L’efficacité oratoire n’est pas affaire d’esthétique, mais de stratégie. Elle ne dépend pas de la conformité à des règles anciennes, mais de la capacité à comprendre le moment, le public, le contexte.
L’Antiquité elle-même ne proposait pas de méthode infaillible, mais une gymnastique intellectuelle exigeante, une intelligence du kairos (le moment opportun), du decorum (l’adéquation du discours à la situation), et de l’auditorium (la composition du public).

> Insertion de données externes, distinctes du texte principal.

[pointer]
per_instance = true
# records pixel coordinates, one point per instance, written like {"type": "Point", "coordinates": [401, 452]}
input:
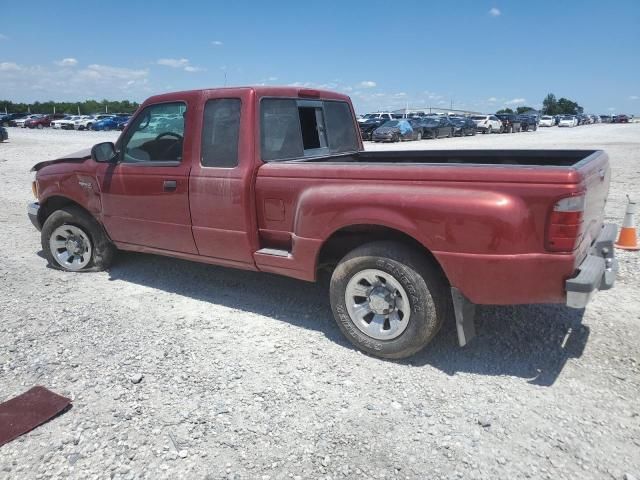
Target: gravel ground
{"type": "Point", "coordinates": [183, 370]}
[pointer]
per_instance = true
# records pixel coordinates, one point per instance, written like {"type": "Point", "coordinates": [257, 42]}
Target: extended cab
{"type": "Point", "coordinates": [275, 179]}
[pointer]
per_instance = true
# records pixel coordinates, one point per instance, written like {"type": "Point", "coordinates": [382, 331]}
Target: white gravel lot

Cicéron, Quintilien, Aristote n’étaient pas des coachs de prise de parole : ils formaient des guerriers de la parole, des hommes capables de naviguer dans les eaux troubles de la politique, du procès, du conflit.
En ce sens, réduire leur enseignement à une série de « trucs et astuces » pour mieux réussir ses présentations PowerPoint, ce n’est pas seulement trahir leur pensée. C’est infantiliser la parole. C’est la réduire à un exercice formel sans enjeu, sans risque, sans incarnation.
La rhétorique est une arme.
Et c’est là que la rhétorique redevient subversive : quand elle sort du carcan pédagogique pour redevenir ce qu’elle a toujours été — une arme. Une arme à manier avec discernement, mais sans illusion. Une arme à la fois fragile et redoutable, qui peut émanciper ou dominer, construire ou détruire. Une arme qui exige de celui qui la brandit une conscience aiguë des rapports de pouvoir, des enjeux, des effets.
Alors non, Cicéron ne viendra pas te sauver. Mais il peut t’aider à mieux comprendre ce que tu fais lorsque tu parles. Pas pour t’apprendre à séduire, mais pour t’obliger à penser. À penser ta parole comme un acte. Un acte stratégique, situé, risqué.
Et les grands orateurs, ceux que l’histoire a retenus, ne sont pas ceux qui maîtrisaient parfaitement l’art de plaire. Ce sont ceux qui, à un moment donné, ont su prononcer les mots qui changent le réel. Même s’ils étaient mal dits. Même s’ils tremblaient un peu.
La parole n’est pas un vernis. C’est un levier.
L’éloquence n’est pas une grâce. C’est une tactique.
Et l’orateur ne devient pas grand parce qu’il parle bien. Il le devient parce qu’il parle juste.
C'est cela être un escrimeur oratoire.